Bereits fünf Minuten nach Alarmierung stand der Dachstuhl des Gebäudes in Flammen. Rund 100 Einsatzkräfte sowie drei Drehleitern kamen zum Einsatz, um den Brand unter Kontrolle zu bringen. Dank der schnellen Räumung der Wohnungen durch die Bewohnerinnen und Bewohner blieb die Bewohnerschaft unverletzt.

  • Starke Rauchentwicklung führte zur vorsorglichen Räumung benachbarter Gebäude.
  • Eine Brandmeldeanlage alarmierte zusätzlich die Einsatzkräfte in einem der Gebäude.
  • Eine Drohne unterstützte die Feuerwehr bei der Identifikation von Glutnestern.
  • Gegen 10:30 Uhr konnte das Feuer gelöscht werden. Umfangreiche Nachlösch- und Kontrollarbeiten schlossen sich an. Um eine erneute Brandentwicklung auszuschließen, bleibt eine Brandwache noch mehrere Stunden vor Ort.

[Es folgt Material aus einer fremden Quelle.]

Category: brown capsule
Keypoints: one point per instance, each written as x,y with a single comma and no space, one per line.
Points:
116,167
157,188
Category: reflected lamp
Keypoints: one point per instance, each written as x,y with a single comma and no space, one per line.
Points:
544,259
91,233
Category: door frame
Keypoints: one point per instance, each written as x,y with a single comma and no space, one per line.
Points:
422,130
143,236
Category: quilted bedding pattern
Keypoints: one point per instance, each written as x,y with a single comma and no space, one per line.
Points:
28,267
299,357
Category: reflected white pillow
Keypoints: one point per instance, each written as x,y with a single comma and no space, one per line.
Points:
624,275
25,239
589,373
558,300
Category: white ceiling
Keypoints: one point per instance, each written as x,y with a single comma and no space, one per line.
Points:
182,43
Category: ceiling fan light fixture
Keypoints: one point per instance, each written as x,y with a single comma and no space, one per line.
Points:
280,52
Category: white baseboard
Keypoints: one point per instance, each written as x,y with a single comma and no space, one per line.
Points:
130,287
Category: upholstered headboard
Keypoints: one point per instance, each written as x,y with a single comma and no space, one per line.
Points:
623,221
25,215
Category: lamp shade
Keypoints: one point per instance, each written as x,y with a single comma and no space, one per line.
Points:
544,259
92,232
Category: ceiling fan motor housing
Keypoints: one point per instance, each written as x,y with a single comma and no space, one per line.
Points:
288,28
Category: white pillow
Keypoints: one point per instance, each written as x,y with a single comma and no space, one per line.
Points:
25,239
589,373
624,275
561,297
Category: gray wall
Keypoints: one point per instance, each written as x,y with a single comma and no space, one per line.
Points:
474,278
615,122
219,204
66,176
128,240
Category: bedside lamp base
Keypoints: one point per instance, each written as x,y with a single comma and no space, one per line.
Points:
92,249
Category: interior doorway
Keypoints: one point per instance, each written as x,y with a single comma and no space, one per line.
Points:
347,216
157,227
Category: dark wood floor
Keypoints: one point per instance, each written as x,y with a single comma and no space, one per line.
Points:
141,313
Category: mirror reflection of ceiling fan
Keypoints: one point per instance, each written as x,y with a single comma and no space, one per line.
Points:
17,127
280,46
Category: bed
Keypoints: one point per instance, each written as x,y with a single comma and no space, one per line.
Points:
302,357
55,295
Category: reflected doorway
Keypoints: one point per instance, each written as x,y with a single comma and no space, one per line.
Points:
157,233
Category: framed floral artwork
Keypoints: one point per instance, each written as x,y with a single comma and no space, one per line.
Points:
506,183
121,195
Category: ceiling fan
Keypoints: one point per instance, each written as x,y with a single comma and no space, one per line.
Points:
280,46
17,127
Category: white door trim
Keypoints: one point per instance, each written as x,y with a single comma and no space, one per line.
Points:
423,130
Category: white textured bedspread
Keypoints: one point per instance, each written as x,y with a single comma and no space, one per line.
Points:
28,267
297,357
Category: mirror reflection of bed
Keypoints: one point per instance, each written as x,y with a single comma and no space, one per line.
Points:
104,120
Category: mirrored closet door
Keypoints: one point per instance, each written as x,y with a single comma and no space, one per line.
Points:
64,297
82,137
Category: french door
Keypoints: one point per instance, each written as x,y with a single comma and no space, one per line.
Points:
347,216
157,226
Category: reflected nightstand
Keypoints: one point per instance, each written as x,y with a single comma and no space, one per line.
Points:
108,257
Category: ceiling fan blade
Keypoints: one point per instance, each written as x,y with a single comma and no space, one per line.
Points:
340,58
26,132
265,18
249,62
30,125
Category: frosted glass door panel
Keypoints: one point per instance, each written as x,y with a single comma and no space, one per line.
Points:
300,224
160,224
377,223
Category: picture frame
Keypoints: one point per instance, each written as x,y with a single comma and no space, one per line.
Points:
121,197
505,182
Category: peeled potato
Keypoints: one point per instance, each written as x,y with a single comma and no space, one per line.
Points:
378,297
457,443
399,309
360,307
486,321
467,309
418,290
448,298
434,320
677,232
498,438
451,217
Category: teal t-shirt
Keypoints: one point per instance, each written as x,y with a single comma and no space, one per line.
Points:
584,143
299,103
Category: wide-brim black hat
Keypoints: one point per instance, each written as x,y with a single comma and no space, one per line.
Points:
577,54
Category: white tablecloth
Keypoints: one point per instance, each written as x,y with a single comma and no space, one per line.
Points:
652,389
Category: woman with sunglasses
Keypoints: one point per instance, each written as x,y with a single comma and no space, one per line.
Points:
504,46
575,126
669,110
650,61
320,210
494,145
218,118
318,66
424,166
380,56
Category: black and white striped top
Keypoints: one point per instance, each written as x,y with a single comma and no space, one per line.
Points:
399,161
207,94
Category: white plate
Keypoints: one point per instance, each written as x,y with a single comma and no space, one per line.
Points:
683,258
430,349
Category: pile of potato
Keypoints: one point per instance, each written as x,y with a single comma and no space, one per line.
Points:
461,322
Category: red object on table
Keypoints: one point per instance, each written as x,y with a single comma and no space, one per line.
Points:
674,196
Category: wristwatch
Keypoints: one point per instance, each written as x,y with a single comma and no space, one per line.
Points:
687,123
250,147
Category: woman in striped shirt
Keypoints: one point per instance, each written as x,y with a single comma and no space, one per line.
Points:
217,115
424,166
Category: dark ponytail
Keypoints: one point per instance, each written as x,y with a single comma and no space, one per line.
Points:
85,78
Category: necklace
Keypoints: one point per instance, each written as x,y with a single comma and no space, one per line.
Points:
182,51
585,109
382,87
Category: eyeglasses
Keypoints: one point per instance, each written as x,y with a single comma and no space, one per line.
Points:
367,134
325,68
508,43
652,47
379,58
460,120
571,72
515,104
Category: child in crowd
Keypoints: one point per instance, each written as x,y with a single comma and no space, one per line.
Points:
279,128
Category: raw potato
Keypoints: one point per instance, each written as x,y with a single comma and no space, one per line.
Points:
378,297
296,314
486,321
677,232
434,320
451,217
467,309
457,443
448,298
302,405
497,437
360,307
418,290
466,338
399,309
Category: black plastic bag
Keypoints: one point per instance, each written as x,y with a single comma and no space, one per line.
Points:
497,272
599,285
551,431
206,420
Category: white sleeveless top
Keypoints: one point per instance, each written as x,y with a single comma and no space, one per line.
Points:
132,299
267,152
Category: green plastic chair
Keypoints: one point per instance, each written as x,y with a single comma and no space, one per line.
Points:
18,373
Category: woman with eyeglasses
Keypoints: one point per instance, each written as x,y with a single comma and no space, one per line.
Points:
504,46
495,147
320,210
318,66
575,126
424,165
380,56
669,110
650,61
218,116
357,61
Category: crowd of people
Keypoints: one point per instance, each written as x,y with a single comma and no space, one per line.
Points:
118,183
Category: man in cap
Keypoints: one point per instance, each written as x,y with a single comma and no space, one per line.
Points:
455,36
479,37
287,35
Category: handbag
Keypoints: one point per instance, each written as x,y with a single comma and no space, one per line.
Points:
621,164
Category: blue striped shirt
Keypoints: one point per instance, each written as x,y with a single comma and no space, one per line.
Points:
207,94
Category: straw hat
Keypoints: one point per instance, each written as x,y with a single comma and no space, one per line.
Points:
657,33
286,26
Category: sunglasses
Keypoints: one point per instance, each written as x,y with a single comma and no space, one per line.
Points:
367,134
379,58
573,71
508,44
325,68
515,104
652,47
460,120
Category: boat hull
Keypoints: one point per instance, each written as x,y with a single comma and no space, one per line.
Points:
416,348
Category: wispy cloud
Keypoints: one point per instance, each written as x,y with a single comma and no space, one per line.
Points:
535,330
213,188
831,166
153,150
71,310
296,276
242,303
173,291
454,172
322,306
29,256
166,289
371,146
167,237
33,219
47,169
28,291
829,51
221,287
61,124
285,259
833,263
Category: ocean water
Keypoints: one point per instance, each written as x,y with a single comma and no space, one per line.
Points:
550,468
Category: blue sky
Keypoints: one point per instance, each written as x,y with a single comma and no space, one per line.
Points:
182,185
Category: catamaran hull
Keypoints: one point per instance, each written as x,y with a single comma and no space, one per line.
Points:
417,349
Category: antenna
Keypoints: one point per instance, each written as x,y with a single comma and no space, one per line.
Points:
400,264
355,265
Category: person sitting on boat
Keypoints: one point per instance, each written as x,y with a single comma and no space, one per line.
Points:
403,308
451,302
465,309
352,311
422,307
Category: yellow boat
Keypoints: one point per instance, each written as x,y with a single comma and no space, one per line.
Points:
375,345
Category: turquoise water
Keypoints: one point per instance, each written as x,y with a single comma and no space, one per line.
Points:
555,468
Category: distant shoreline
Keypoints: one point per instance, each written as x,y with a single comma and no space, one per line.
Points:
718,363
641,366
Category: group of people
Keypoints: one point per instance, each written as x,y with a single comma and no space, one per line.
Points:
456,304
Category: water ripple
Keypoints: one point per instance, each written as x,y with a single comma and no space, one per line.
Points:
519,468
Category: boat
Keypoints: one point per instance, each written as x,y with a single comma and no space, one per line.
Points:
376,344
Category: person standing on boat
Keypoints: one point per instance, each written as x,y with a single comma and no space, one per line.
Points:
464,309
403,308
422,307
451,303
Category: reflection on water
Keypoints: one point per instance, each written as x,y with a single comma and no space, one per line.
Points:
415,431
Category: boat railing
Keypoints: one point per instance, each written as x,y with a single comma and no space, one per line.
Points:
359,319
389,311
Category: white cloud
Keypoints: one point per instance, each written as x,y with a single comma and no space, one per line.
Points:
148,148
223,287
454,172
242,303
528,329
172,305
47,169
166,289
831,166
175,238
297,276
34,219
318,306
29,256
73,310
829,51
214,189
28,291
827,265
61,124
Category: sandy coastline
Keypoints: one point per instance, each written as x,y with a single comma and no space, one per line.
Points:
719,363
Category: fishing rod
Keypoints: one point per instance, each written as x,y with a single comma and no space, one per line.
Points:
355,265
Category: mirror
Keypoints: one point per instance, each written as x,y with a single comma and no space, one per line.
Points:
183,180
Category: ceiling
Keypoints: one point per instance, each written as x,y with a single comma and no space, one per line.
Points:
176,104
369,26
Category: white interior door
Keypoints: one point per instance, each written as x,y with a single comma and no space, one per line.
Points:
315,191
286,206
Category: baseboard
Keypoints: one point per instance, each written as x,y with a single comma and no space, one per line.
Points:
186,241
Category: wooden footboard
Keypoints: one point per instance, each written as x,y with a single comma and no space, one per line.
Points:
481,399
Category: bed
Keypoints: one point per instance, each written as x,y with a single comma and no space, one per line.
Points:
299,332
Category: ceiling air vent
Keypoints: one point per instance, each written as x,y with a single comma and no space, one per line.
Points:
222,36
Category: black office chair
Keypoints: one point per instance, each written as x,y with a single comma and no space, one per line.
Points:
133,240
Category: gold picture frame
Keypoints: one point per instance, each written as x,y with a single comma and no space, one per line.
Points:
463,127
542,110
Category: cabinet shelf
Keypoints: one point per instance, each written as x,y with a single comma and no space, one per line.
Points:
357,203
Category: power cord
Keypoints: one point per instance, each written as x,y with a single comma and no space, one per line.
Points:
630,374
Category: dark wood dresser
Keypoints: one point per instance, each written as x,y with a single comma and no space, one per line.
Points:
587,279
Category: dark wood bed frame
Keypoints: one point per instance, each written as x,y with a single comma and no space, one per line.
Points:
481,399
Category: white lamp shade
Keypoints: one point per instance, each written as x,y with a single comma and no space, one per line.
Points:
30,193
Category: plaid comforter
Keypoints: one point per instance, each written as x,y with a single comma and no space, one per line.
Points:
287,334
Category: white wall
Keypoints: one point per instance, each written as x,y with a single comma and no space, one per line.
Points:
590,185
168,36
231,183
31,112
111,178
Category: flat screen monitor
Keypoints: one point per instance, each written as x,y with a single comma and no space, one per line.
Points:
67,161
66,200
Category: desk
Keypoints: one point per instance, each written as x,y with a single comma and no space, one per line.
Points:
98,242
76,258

    Verletzte Einsatzkräfte

    • Zwei Einsatzkräfte wurden während des Einsatzes verletzt.
    • Eine Person wurde zur weiteren Behandlung in ein Stuttgarter Krankenhaus transportiert.
    • Die zweite verletzte Einsatzkraft konnte ambulant vor Ort versorgt werden.
    • Verkehrsbehinderungen und Auswirkungen

      Während der Löscharbeiten musste die Schmidender Straße einschließlich der Stadtbahnlinien voll gesperrt werden. Es kam zu erheblichen Verkehrsbehinderungen im Bereich Bad Cannstatt.

      Ermittlungen zur Brandursache

      Die Polizei hat die Ermittlungen zur Entstehung des Brandes aufgenommen. Über die Ursache und mögliche Hintergründe liegen zum aktuellen Zeitpunkt keine weiteren Informationen vor.

      Eingesetzte Kräfte und Fahrzeuge

      Berufsfeuerwehr

      • Feuerwache 1: Kleineinsatzfahrzeug Türöffnung
      • Feuerwache 2: Inspektionsdienst, Löschfahrzeug, Atemschutz, Wechselladerfahrzeug mit Abrollbehälter Atemschutz
      • Feuerwache 3: Löschzug, Direktionsdienst
      • Feuerwache 4: Rettungswagen, Atemschutz-Messtechnik
      • Freiwillige Feuerwehr

        • Abteilung Degerloch-Hoffeld: Einsatzleitwagen
        • Abteilung Hedelfingen: Gerätewagen-Messtechnik
        • Abteilung Münster: Löschfahrzeug
        • Abteilung Sommerrain: Zwei Löschfahrzeuge, Mannschaftstransportwagen
        • Abteilung Untertürkheim: Drehleiter, Löschfahrzeug
          • Für die Wachbesetzung der Feuerwache 3 unterstützten außerdem die Abteilungen Untertürkheim, Weilimdorf, Vaihingen und Wangen.
          • Brandbekämpfung mit moderner Technik

            Bemerkenswert ist der Einsatz einer Drohne durch die Feuerwehr. Diese ermöglichte eine effiziente Identifikation von Glutnestern, die mit bloßem Auge schwer zu erkennen gewesen wären.

            Sicherheit für Anwohner

            Die zügige Evakuierung der Bewohnerinnen und Bewohner sowie der Einsatz moderner Brandmeldetechnik trugen wesentlich dazu bei, dass es keine Verletzten unter den Anwohnern gab.

            Weitere Informationen

            Rückfragen zum Einsatzgeschehen richtet die Feuerwehr Stuttgart an ihre Presse- und Öffentlichkeitsarbeit.

            Das Polizeipräsidium führt die Ermittlungen zur Brandursache fort. Bis zum Abschluss aller Maßnahmen bleibt vor Ort eine erhöhte Wachsamkeit bestehen.